Clean /(klēn)/
Clean
a.
- Free from dirt or filth; as, clean clothes.
- Free from that which is useless or injurious; without defects; as, clean land; clean timber.
- Free from awkwardness; not bungling; adroit; dexterous; as, a clean trick; a clean leap over a fence.
- Free from errors and vulgarisms; as, a clean style.
-
Free from restraint or neglect; complete; entire.
When ye reap the harvest of your land, thou shalt not make clean riddance of corners of thy field.
-
Free from moral defilement; sinless; pure.
Create in me a clean heart, O God.
That I am whole, and clean, and meet for Heaven
- Free from ceremonial defilement. (Script.)
- Free from that which is corrupting to the morals; pure in tone; healthy.

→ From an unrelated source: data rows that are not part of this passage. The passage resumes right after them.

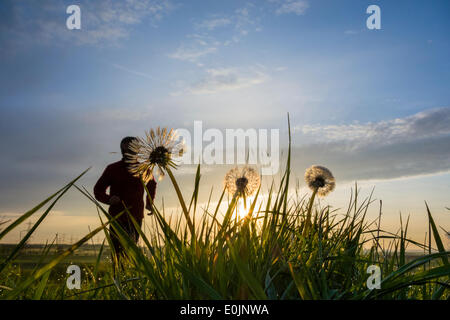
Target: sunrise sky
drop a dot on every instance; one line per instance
(371, 105)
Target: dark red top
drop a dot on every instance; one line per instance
(125, 186)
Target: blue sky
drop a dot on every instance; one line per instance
(372, 105)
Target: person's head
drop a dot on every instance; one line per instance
(124, 145)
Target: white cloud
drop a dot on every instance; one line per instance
(226, 79)
(102, 22)
(212, 24)
(137, 73)
(404, 147)
(297, 7)
(426, 124)
(191, 54)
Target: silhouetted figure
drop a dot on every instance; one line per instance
(123, 187)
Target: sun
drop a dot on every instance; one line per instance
(242, 211)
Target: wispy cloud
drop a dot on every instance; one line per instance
(137, 73)
(102, 22)
(426, 124)
(211, 24)
(192, 53)
(403, 147)
(227, 79)
(297, 7)
(235, 27)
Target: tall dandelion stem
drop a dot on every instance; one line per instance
(183, 204)
(309, 213)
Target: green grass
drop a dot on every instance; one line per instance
(286, 248)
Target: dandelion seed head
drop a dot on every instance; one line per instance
(150, 156)
(320, 179)
(242, 182)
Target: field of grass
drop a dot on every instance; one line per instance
(284, 248)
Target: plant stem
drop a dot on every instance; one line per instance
(183, 204)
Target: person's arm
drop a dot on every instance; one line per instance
(151, 187)
(100, 187)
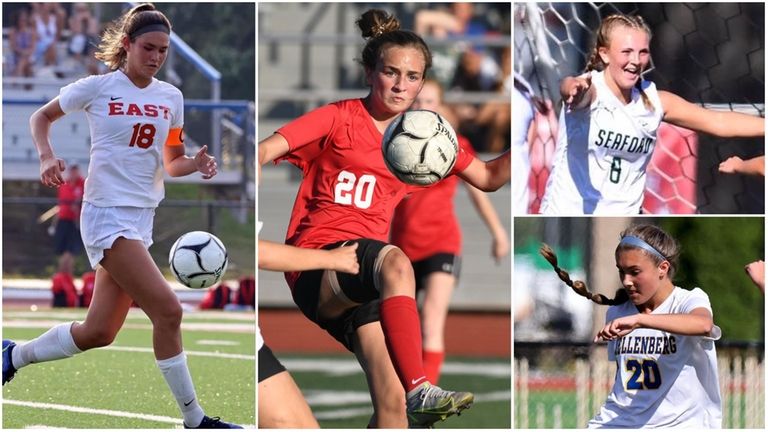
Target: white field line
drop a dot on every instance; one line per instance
(217, 327)
(134, 313)
(111, 413)
(350, 367)
(189, 353)
(318, 398)
(83, 410)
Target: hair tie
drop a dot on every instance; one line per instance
(149, 28)
(640, 243)
(378, 30)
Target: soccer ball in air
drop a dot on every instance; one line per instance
(198, 259)
(420, 147)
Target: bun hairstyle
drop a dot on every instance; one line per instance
(659, 240)
(132, 24)
(602, 40)
(381, 30)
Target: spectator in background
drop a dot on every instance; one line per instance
(494, 116)
(84, 37)
(245, 297)
(472, 68)
(48, 19)
(23, 40)
(63, 286)
(67, 234)
(457, 21)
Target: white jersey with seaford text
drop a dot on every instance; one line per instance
(522, 106)
(129, 127)
(663, 379)
(602, 153)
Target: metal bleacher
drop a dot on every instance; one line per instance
(72, 136)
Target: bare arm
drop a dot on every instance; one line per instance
(726, 124)
(500, 245)
(736, 165)
(178, 164)
(488, 176)
(696, 323)
(280, 257)
(577, 92)
(40, 125)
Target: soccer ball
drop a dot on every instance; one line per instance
(198, 259)
(420, 147)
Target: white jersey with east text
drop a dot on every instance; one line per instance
(602, 154)
(663, 379)
(129, 127)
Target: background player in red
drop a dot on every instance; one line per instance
(426, 228)
(125, 185)
(67, 233)
(348, 195)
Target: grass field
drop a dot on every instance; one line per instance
(336, 390)
(120, 387)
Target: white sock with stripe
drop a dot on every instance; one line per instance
(57, 343)
(176, 374)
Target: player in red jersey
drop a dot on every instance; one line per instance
(425, 227)
(348, 195)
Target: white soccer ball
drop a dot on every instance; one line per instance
(198, 259)
(420, 147)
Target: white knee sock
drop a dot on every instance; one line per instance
(57, 343)
(176, 374)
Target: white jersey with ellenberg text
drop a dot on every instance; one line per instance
(663, 379)
(602, 153)
(129, 127)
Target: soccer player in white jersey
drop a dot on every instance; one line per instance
(136, 131)
(662, 339)
(609, 122)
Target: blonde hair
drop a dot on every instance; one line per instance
(111, 50)
(602, 40)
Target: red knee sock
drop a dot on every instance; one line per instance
(433, 361)
(402, 333)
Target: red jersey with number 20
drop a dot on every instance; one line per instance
(347, 191)
(425, 222)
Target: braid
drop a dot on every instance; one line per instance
(579, 286)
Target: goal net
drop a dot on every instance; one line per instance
(711, 54)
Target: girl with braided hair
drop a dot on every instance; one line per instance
(609, 123)
(347, 195)
(661, 337)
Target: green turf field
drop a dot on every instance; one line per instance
(336, 390)
(120, 386)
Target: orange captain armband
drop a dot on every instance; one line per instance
(175, 137)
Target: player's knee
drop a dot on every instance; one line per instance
(397, 268)
(391, 406)
(97, 338)
(168, 316)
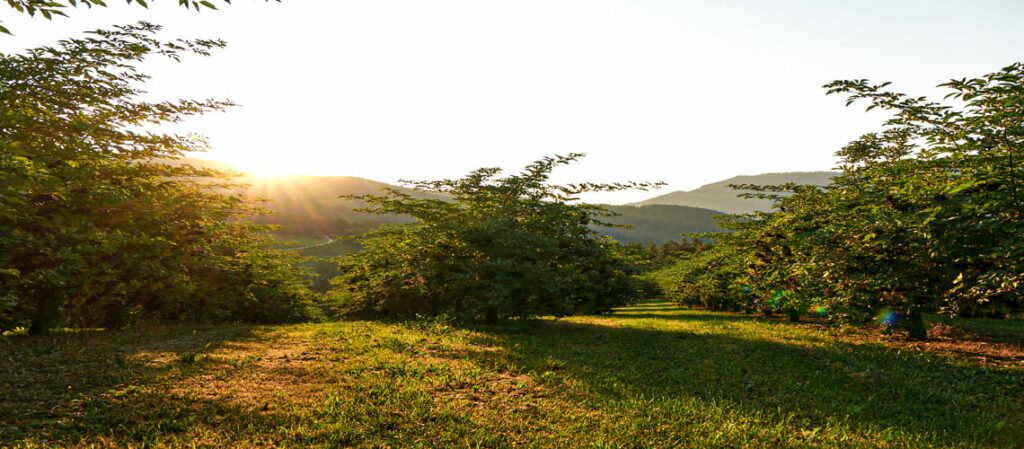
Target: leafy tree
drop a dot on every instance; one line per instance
(502, 247)
(94, 229)
(927, 214)
(49, 8)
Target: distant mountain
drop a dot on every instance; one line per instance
(659, 222)
(718, 196)
(308, 206)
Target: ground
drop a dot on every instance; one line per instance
(651, 375)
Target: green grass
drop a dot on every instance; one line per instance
(651, 375)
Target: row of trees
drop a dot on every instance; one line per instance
(927, 215)
(100, 225)
(93, 230)
(495, 248)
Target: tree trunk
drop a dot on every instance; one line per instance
(915, 325)
(46, 316)
(491, 315)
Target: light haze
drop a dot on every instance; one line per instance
(682, 91)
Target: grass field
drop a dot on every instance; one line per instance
(651, 375)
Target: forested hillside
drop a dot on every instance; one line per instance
(719, 196)
(659, 222)
(308, 206)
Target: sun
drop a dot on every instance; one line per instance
(266, 168)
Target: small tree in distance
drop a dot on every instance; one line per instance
(501, 247)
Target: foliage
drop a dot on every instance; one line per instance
(93, 231)
(927, 214)
(502, 247)
(650, 375)
(49, 8)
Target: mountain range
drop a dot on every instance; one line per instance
(718, 196)
(308, 206)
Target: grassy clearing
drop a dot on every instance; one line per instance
(651, 375)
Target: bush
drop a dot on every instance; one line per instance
(502, 247)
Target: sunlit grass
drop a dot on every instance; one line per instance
(651, 375)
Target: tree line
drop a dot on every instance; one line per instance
(96, 229)
(927, 215)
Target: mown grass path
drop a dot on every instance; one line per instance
(652, 375)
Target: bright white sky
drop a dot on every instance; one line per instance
(688, 92)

- Well-proportioned; shapely; as, clean limbs.
Phrases & Compounds
- A clean bill of health
- a certificate from the proper authority that a ship is free from infection.
- Clean breach
- See under Breach, n., 4.
- To make a clean breast
- See under Breast.
Clean
adv.
-
Without limitation or remainder; quite; perfectly; wholly; entirely.

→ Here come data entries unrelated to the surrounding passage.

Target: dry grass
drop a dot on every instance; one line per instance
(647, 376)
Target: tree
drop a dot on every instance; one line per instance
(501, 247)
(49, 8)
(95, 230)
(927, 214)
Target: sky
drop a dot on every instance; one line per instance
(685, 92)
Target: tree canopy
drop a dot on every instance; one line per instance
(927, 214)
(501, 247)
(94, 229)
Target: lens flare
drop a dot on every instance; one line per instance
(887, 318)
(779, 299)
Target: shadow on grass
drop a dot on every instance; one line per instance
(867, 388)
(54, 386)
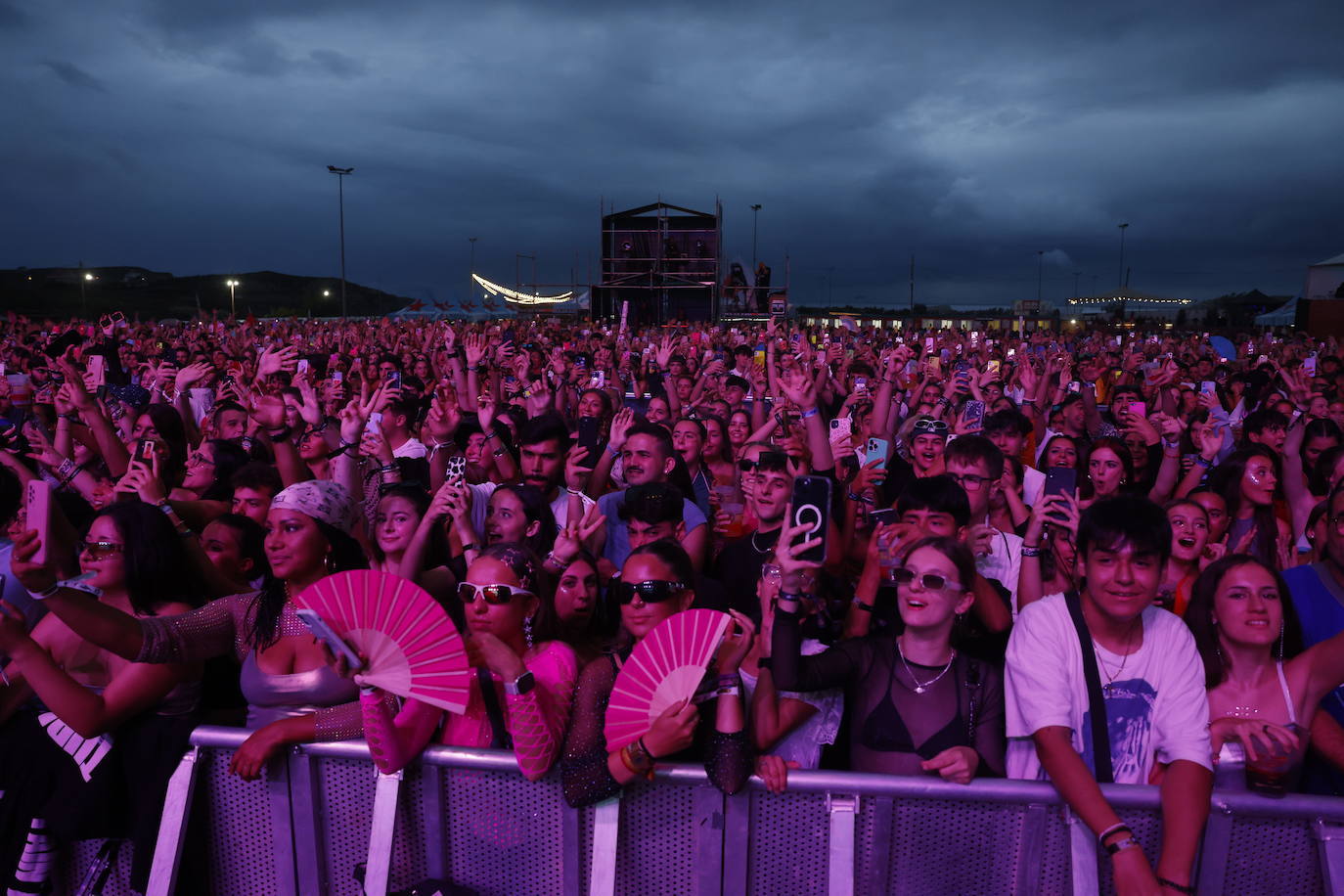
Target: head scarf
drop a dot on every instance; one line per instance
(320, 499)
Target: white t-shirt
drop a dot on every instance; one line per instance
(1003, 563)
(1156, 709)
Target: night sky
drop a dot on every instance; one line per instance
(194, 136)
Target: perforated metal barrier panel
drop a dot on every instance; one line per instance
(470, 819)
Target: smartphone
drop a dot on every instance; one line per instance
(886, 516)
(328, 636)
(840, 428)
(973, 414)
(1059, 479)
(812, 511)
(38, 510)
(590, 438)
(876, 450)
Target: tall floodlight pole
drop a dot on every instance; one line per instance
(340, 191)
(83, 298)
(470, 281)
(1120, 281)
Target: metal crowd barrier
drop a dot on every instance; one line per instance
(470, 817)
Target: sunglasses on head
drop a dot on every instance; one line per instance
(652, 591)
(930, 580)
(100, 548)
(496, 594)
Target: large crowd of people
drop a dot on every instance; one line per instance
(1078, 557)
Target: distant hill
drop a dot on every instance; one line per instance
(56, 291)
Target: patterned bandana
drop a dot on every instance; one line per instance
(322, 500)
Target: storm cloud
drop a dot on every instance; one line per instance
(194, 137)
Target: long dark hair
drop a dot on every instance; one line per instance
(535, 510)
(229, 458)
(269, 604)
(1228, 479)
(1199, 615)
(157, 565)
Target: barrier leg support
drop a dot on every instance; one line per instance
(381, 829)
(1082, 857)
(843, 812)
(172, 827)
(606, 828)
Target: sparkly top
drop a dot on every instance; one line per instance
(225, 625)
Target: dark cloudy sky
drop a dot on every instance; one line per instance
(193, 136)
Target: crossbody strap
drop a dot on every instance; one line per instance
(1096, 700)
(500, 739)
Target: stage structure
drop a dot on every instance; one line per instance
(663, 259)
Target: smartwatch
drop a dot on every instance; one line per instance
(520, 686)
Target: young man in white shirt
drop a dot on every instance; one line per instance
(1152, 687)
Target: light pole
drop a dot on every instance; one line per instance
(1120, 281)
(340, 191)
(471, 266)
(755, 211)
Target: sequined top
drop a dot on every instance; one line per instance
(584, 770)
(225, 625)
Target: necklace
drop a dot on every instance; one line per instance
(1124, 658)
(923, 686)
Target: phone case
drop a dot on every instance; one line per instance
(324, 633)
(39, 515)
(812, 508)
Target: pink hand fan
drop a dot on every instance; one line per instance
(413, 648)
(663, 669)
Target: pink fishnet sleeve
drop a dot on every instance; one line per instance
(395, 741)
(538, 719)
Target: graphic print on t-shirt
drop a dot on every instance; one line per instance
(1129, 716)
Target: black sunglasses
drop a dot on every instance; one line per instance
(652, 591)
(496, 594)
(930, 580)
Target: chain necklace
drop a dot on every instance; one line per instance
(1124, 658)
(923, 686)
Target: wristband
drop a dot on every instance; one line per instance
(1121, 845)
(1114, 829)
(46, 593)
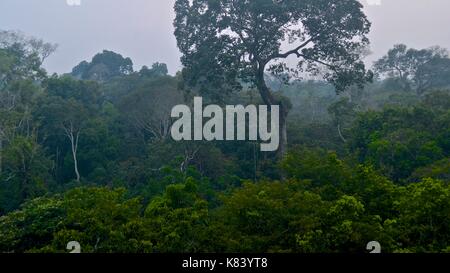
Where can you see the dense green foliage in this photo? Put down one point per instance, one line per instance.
(88, 156)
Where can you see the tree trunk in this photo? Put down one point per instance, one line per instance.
(74, 143)
(1, 157)
(269, 100)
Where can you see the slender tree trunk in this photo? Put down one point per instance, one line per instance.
(1, 157)
(74, 145)
(340, 134)
(74, 153)
(269, 100)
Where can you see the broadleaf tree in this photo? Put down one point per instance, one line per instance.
(225, 43)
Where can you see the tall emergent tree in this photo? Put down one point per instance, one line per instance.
(227, 42)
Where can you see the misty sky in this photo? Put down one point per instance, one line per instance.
(142, 29)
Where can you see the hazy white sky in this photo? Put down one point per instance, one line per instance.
(142, 29)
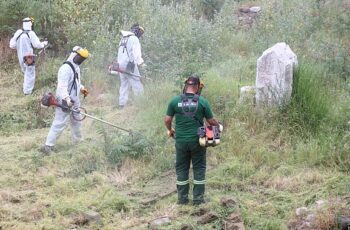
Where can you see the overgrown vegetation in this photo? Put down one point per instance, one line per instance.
(270, 161)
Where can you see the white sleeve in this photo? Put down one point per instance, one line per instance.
(13, 41)
(35, 40)
(136, 48)
(64, 74)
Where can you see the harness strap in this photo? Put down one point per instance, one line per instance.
(25, 32)
(74, 84)
(187, 104)
(123, 43)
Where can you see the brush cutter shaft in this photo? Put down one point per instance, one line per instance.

All the people were passed clean over Jordan.
- Without miscarriage; not bunglingly; dexterously. [Obs.]
Clean
v. t.
imp. & p. p. Cleaned; p. pr. & vb. n. Cleaning
- To render clean; to free from whatever is foul, offensive, or extraneous; to purify; to cleanse.
Phrases & Compounds
- To clean out
- to exhaust; to empty; to get away from (one) all his money.